An answer from the property-box; what Mic had called “boy-meets-girl-manoeuvres”. That was after he first kissed her. Sudden and inescapable, like an animal springing from cover, the memory leaped at her; the wall she had been looking at turning into the ceiling as he pulled her back, then into his face: the feel of his hair, dry on the surface, but still damp from swimming when she held him tightly. … This cannot be lived with, she thought: it must be destroyed, something, anything, must take it away. To escape it, she threw her perceptions outward again. Scot-Hallard was saying something. With struggling concentration she got hold of the word “elusive.” He was telling her something about herself, and she tried to look intelligent. There was an observation, then, about the art of living.
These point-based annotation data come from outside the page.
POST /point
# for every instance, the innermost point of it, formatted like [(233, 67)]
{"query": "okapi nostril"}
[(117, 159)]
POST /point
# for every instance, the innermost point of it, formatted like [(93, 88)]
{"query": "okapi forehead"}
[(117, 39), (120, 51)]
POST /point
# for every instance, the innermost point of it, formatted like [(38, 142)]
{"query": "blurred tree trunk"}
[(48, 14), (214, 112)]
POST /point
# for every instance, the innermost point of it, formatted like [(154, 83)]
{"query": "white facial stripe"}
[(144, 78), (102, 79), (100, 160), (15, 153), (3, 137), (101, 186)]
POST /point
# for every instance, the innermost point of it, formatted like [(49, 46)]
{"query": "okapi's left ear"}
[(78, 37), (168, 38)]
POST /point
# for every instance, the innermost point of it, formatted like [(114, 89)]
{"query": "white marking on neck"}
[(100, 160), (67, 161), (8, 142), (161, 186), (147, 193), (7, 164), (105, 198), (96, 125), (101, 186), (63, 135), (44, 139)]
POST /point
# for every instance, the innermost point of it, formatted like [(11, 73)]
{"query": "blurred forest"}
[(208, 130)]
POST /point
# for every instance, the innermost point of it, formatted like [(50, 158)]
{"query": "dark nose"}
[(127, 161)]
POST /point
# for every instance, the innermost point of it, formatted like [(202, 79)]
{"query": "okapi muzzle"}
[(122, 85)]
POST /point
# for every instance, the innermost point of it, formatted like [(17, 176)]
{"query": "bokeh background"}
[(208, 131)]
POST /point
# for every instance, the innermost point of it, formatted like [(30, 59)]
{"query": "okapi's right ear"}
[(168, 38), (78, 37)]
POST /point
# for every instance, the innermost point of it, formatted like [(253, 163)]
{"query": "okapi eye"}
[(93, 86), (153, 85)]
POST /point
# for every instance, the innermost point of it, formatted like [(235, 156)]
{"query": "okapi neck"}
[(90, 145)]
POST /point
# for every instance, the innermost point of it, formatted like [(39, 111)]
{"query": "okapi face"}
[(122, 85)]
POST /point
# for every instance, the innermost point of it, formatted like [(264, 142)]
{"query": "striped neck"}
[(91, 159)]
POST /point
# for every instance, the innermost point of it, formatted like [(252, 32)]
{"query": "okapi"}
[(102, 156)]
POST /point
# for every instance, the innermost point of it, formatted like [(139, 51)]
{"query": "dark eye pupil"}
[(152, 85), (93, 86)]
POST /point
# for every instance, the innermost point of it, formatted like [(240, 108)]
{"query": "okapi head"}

It consisted in something else, which, at the moment of throwing back another memory from the ramparts of her mind, she missed. Refusal of life (she got a whole sentence here) was the only sin against the Holy Ghost. His property-box was much better stocked than hers.

She was like Brünnehilde, he said, encircled by fire and refusing to cross it, waiting for someone to carry her over.

“What do you say,” she asked in momentary interest, “to small women? Under about five feet, four, I mean? The Sleeping Beauty in the hedge of thorns? Siegfried certainly does suit you better than the Fairy Prince.”

He looked, before he had time to conceal it, quite affronted. It occurred to her that he had perhaps, after all, thought up this simile especially for her, and she regretted her ungraciousness. A certain amount of experience, she thought, digested with imagination, could make a man or woman alluring; but too much dulled the edges, gave a stale and handled taste of which a fresher palate could not fail to be aware. Everything he said had the ring of worn coin, his most intimate looks were like stock phrases. He had recovered his assurance in time to laugh and make some retort: the game went on, a ritual, with the predictable regularity of a phallic dance.

(“What about me, then?”—“You’re simply you.” Someone must take the candles away, their light was burning her.)